Why the U.S. sided with Israel: Cold War chess, regional leverage and enduring utility

Cold War roots, not merely kinship

The clearest reason the United States became Israel’s chief backer was strategic, not sentimental. In the early Cold War the Soviet Union briefly backed Israel’s founding and supplied arms through Czechoslovakia; when Moscow then pivoted to Egypt, Syria and other Arab states Washington suddenly found itself with no reliable local partner in a region that mattered for oil and global balance-of-power politics. Who could check Soviet influence in the eastern Mediterranean and the Arab world? Israel. Simple question: if you needed a reliable foothold in a hostile region, what would you choose? A small, militarised, Western-oriented state with a motivated security sector looked a lot more useful than distant promises of neutrality.

From French planes to U.S. lifelines

France supplied Israel’s early advanced weaponry after Western hesitation, helping it win the 1967 Six-Day War — a victory that reshaped Middle Eastern borders and perceptions. But alliances shifted again: after France’s post‑1967 arms embargo, Washington moved in. The 1973 Yom Kippur War was the turning point. When Israel’s front nearly collapsed, the U.S. organized a massive, decisive airlift of weapons and munitions; that intervention helped pull Egypt out of the Soviet camp and institutionalised American support for Israel.

Aid, industry and intelligence: why support stuck

Since the 1970s U.S. military aid to Israel has been large and predictable, and it flows back into American defence industry coffers through weapons purchases. That dynamic—strategic assistance that also sustains domestic industrial jobs—helps explain sustained bipartisan backing in Washington. It has been reported that private Jewish donations in the early years, including a large gift attributed to the Rothschilds, helped arm the nascent state; such claims remain contested in specifics. Reportedly, Israel’s intelligence reach in the Arab world—aided by its Arabic‑speaking citizens—has also given Washington unique regional insight it lacks, reinforcing operational cooperation beyond headline diplomacy.
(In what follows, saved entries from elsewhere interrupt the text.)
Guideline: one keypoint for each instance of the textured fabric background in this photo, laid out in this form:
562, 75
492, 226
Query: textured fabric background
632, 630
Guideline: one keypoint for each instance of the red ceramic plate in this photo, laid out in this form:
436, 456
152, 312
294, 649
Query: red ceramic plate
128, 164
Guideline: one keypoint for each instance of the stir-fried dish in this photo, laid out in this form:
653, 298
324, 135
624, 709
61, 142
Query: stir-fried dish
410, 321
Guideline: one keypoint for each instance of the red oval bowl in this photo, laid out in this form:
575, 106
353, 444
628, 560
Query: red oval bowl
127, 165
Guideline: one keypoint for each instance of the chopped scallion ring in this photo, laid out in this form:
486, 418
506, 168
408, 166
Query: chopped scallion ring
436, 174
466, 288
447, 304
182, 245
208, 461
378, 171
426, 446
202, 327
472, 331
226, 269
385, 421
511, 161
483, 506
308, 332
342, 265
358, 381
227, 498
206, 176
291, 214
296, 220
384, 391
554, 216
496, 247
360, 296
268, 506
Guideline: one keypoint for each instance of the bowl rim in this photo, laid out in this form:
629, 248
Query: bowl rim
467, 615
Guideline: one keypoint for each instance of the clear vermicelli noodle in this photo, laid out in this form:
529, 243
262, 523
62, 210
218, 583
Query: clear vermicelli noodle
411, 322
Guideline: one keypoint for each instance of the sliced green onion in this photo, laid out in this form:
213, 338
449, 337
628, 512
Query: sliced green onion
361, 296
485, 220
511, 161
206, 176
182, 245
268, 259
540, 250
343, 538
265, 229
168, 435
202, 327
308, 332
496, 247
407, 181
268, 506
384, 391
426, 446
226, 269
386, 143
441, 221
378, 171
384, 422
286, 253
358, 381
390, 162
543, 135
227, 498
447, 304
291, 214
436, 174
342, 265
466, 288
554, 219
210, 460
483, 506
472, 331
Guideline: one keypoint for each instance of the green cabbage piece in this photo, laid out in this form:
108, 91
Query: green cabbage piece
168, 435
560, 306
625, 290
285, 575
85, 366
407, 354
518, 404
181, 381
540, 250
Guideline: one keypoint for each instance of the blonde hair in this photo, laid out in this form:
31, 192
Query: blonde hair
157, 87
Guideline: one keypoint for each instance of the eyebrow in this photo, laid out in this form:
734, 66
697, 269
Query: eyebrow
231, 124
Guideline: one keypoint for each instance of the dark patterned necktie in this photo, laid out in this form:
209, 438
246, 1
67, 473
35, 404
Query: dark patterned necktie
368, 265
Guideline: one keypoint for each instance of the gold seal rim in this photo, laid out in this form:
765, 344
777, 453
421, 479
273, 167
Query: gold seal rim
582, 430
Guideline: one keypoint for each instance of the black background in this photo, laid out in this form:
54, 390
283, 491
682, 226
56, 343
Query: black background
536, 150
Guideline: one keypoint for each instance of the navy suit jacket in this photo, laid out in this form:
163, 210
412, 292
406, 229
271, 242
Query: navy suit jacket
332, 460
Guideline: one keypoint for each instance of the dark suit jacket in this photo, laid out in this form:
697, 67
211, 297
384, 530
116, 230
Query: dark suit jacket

From historical contingencies to contemporary debates

What began as Cold War realpolitik has hardened into decades of institutional ties: intelligence-sharing, arms sales, and coordinated actions against common rivals such as Iran. The arrangement raises recurring questions for U.S. foreign policy—about regional stability, the use of proxy partners, and how much strategic benefit justifies political costs at home and abroad. Huxiu’s narrative traces these contingencies; many of its anecdotal details are reported rather than independently verified, but the broad arc—cold‑war contingency turned permanent alliance—remains the most persuasive explanation for why Washington has sided with Israel “at every turn.”